Is this that Elvis sandwich?
I knew about The King's obsession with fried peanut butter and banana sandwiches, for whatever reason that really doesn’t do it for me. But it wasn’t until I started doing more research that I discovered that the PBJ & Bacon is also an Elvis sandwich. The guy just liked fried things. And peanut butter. And fried pickles. And red meat…. According to the book, “The Life and Cuisine of Elvis Presley” by David Adler, 18 months before he died, Elvis flew from Graceland to a restaurant named the Colorado Mine Company in Glendale, Colorado for a monstrous sandwich known as A Fool’s Gold Loaf, a hollowed-out loaf of buttered bread cut lengthwise, baked in the oven until crispy then smeared with an entire jar of grape jelly and another full jar of creamy peanut butter and finished with a pound of bacon. Crammed together this beast feeds up to 6 to 8 people OR Elvis.
The Colorado Mine Company closed many years ago, but the Frankensandwich lives on.

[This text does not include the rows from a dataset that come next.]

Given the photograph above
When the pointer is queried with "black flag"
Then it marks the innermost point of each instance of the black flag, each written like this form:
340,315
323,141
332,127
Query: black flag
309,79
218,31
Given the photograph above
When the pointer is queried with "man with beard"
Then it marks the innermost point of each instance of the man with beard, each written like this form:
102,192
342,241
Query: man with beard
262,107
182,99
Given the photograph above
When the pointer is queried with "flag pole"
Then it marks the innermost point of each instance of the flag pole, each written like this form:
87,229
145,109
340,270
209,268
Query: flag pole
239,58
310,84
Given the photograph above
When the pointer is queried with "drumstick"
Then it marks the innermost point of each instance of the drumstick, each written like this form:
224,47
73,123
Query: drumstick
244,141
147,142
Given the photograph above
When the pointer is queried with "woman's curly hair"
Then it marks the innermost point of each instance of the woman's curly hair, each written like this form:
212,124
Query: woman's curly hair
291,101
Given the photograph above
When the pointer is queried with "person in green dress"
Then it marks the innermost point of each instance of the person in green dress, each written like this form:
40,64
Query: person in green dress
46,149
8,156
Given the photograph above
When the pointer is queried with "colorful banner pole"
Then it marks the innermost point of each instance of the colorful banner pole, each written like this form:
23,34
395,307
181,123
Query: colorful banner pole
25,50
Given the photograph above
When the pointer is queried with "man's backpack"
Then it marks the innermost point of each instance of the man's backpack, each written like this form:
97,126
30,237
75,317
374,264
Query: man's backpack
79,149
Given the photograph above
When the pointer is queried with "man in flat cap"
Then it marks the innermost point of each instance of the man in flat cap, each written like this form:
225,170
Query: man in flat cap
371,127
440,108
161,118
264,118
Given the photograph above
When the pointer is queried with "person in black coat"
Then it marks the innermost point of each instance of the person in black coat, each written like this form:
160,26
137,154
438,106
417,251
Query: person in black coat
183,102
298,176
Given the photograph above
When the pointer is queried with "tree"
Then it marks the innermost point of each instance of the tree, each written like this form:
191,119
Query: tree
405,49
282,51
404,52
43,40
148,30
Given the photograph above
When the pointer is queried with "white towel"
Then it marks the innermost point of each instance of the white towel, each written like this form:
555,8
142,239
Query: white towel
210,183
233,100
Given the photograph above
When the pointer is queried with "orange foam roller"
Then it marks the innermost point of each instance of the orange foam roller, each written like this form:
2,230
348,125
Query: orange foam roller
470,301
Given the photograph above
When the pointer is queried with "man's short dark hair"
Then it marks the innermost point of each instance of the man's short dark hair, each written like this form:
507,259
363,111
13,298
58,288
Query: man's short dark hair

Nick Andurlakis, the 16-year-old chef during that legendary night, opened Nick’s Cafe and continued the tradition of serving the Fool’s Gold Loaf, but sadly according to their Facebook page, after 36 years, Nick has decided it was time to close shop this March.
I still had to try this sandwich!
Despite Nick’s retirement, I’m pretty confident that this sandwich will continue to live on in parts of Colorado and Tennessee for nostalgic reasons. In the meantime, I had to make this for myself. I decided to go the more conservative Shining Girls route, I’m already starting to look too much like 1970’s Elvis, so I made the smaller white bread version. I used Welch’s Grape, Reduced Fat Skippy Chunky Peanut Butter and a few slices of thick cut bacon and fried everything like a grilled cheese. The first bite was everything I thought it would be, my tastebuds shook like Elvis's hips on the Ed Sullivan Show. The second bite caused me to take notice of the stark textural differences, the crunch of the bread, the chew of the bacon and sticky syrup. By the third bite I had enough, I had to tap out.
I've watched a lot of tv and movies over the years and with the exception of the Frog Dog, Michael J Fox and James Woods' unhealthy lunch in the Hardway I've never really been interested enough to want to try. This was different. I needed this. I encourage everyone to take at least one bite of a PBJ&B in your lifetime, but maybe just one bite.
I picture you frying this up in a white, bedazzled jumpsuit… with a hairnet over your chest.
Great one, only I invented A better one years ago. Nutella, Bacon, and Fried Bananas on Grilled Wheat. You’re welcome.